When it arrives in the first half of 2024, Xeon "Sierra Forest" will square off against AMD's EPYC "Bergamo" processor. "Bergamo" is based on a slightly different philosophy than "Sierra Forest." It is a 128-core/256-thread processor based on "Zen 4c" cores that don't quite qualify as E-cores, and have an identical IPC to regular "Zen 4" cores, an identical ISA, and SMT.
40 Comments on Intel 288 E-core Xeon "Sierra Forest" Out to Eat AMD EPYC Bergamo's Lunch
Interesting solution. It might be better at inter-core communication and have better timings overall due to EMIB, but it looks like it will have lower performance than Bergamo.
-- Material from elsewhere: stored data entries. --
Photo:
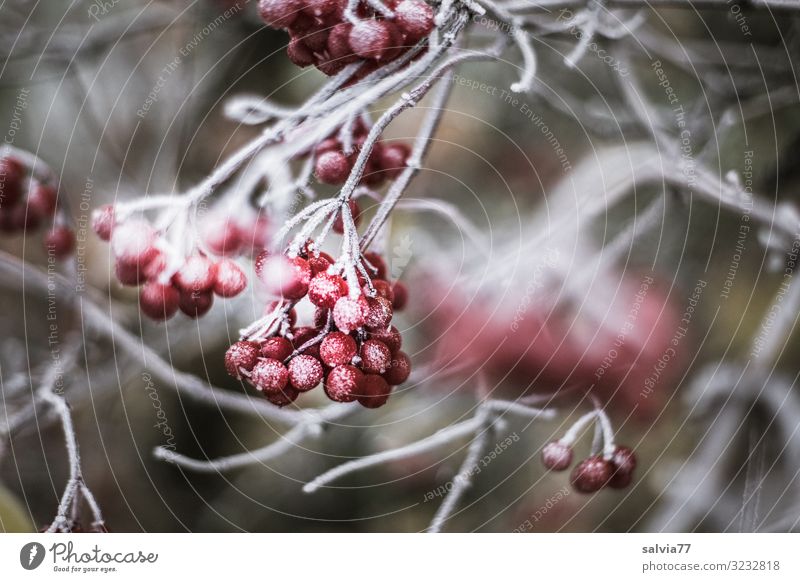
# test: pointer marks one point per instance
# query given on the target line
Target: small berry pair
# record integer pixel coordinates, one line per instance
(26, 204)
(139, 261)
(595, 472)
And huge tiles, EMIB, it won't be cheap...
Sierra Forest - 288 threads, little E-cores
Bergamo - 256 threads, BIG Zen 4c cores
A real core is a core which is a non-Atom type, with relatively high IPC.
Those e-core are quite weak, hence the term - not real.
Normally, intel uses these not real cores for background tasks and processes which do not require super high IPC/performance.
Only 144 Cores/socket maximum not 288 Cores/socket.
So really, the one up here I think, iirc Bergamo is only a single socket design.
E-cores might be more suitable for servers than fewer P-cores
Depends on workload really.
E-cores are real cores anyway. Just slower but smaller. Depending on tasks E-cores can make more sense. 4 E-cores uses same die space as 1 P-core.
Even ARM is gaining more and more marketshare in the enterprise markets. Many enterprise workloads prefers alot of cores, speed is not crucial
E-cores and ARM does not have to be much slower, depends on software
I am not going to dig into the details of the corresponding architectures... though...
www.amd.com/content/dam/amd/en/documents/products/epyc/epyc-9004-series-processors-data-sheet.pdf
Good catch on the Tom foolery
Sierra is still only 144c/144t per socket.edit: up to 144c/die, up to 2 dies per socket.
Nevermind, looks like they have a dual die version with 2x 144e cores per socket.
www.intc.com/news-events/press-releases/detail/1648/intel-innovation-2023-empowering-developers-to-bring-ai
The slide referenced at hot chips was accurate, Intel was keeping the 288c dual die hidden and it will be rare and probably very low clocked.
I guess now the question is... since they said >205w /socket. If 205w is default 144c wattage... how low are clocks going to be, and how high of power are 2 dies going to need?
www.intel.com/content/www/us/en/newsroom/news/2023-intel-innovation-day-1-livestream-replay.html#gs.5z3mbk
48min into the livestream, we kept a little secret.